The animal was placed underneath a SQUID biomagnetometer (Model 637i, Tristan Technologies, San Diego, CA) for simultaneous recording of serosal potential and the transabdominal magnetogastrogram. The Tristan 637i contains 19 detector coils located at the bottom of liquid helium filled dewar arranged in a close-packed honeycomb array. These 19 coils detect the z component of the magnetic field. The 637i also contains five vector sensors, four located on the periphery and one in the center of the array, but these were not used in the computation of the SCD. We used LabVIEW (National Instruments, Austin, TX) to acquire data at 3 kHz and later downsampled to 300 Hz for postprocessing. The high sample rate is necessitated by the SQUID amplifier instrumentation employed (Model 5000, Quantum Dynamics, San Diego, CA). These data were loaded into MATLAB (Mathworks, Natick MA) and scaled to units of pT using previously-determined calibration factors for the 637i. To compute the SCD we filtered SQUID data digitally using a narrow bandwidth (2–10 cpm) to reduce contributions from all non-gastric signal sources and employed the algorithm as explained above. We employed a standard cubic spline interpolation of the 19 sensor locations onto a 21 × 21 grid of points spanning 20 cm in the x and y directions with a spacing of 1.0 mm between points. We also investigated the improvement in the SCD estimate with a factor of two increase in interpolation to a spacing of 0.5 mm.

III. Results

A. Horizontally Layered Volume Conductor

Serosal electric potentials computed just outside the simulated gastric surface reflect the propagating current dipole ring. We found that the near-field signature is nearly identical to that of a single propagating current dipole located 3 cm below the cutaneous surface (at the center of the dipole ring), as shown in Figure 1, which suggests that a single dipole source model is sufficient. Potentials computed from equation (5) just outside the propagation path are shown at progressively distal electrodes from top to bottom in Figure 3. They demonstrate a bipolar waveform that propagates at the programmed rate and with the spatial velocity gradient from the corpus (x = +5.0 cm) to the terminal antrum/pylorus (x = −5.0 cm) over 20 seconds. The pattern resets to the proximal antrum every 20 seconds, reflecting the 3 cycle per minute rhythm of the gastric slow wave moving dipoles.

Figure 3.

Serosal potential waveforms computed from homogeneous half-space model exhibit propagating activity.
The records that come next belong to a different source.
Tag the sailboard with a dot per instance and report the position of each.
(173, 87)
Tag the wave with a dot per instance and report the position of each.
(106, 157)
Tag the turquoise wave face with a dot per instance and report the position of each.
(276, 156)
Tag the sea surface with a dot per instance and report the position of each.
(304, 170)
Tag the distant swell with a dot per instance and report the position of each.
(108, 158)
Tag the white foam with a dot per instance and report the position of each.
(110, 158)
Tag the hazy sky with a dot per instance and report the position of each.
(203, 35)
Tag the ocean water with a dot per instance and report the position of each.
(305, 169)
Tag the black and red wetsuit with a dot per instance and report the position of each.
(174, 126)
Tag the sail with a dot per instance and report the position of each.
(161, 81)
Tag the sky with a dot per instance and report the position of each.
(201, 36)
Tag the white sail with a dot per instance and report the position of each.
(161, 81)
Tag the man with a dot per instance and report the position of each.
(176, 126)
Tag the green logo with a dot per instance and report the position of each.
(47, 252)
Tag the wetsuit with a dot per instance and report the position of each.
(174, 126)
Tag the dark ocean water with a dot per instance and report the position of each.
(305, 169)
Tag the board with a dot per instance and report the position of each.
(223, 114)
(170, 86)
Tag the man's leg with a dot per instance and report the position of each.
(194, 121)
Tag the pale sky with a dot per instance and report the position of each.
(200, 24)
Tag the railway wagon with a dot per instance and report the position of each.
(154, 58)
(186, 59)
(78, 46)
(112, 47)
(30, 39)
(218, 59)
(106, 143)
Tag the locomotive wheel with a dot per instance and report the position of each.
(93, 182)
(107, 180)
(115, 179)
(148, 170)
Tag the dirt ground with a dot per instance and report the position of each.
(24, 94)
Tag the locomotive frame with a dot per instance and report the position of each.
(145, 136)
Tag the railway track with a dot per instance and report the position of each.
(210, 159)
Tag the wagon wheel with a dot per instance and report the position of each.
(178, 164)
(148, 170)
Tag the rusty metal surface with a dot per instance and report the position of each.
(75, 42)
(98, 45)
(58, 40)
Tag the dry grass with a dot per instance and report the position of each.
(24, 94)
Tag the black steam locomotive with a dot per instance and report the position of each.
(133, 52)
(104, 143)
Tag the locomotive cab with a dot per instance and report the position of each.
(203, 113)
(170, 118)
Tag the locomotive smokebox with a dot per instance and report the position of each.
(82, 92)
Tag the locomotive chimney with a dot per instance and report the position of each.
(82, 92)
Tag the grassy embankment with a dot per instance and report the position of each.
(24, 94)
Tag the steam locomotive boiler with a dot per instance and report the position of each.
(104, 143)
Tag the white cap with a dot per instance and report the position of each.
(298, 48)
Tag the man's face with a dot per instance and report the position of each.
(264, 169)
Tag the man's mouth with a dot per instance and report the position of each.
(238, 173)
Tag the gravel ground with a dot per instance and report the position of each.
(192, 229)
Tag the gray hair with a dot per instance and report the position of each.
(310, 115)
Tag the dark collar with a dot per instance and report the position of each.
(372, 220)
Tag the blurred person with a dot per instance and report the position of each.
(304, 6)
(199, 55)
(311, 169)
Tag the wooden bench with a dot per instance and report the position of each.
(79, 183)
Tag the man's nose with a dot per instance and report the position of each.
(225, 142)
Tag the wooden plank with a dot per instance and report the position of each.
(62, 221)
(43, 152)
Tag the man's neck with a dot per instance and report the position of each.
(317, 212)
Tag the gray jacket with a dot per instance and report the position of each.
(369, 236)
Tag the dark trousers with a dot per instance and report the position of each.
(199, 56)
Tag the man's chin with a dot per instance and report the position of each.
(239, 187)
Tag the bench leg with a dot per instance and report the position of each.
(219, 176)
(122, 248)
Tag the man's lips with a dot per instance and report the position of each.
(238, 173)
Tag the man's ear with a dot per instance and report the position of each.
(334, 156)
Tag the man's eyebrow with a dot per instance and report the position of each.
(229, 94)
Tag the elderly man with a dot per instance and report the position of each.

Magnetic fields computed in the simulated 176 channel SQUID array (Figure 4a) also exhibit propagation of the source dipoles. In this ideal, noiseless situation, the pattern maxima (or minima) could be tracked for an accurate assessment of slow wave propagation and a reliable estimate of propagation velocity. However, the field patterns are the double lobes that characterize current dipoles, and thus, the maxima and minima are displaced laterally from the actual dipole position.

Figure 4.

(a) Magnetic induction field in a 176 channel magnetometer from a ring of dipoles (represented by arrows) propagating with increasing velocity along y = 0 from x = +5 to x = −5 in a homogeneous layered half-space. (b) Magnetic fields in the Tristan 637i magnetometer array computed from the same propagating source as in (a). (c) The same source and detectors as in (b), but with the source propagation along y = 1 cm instead of y = 0 cm.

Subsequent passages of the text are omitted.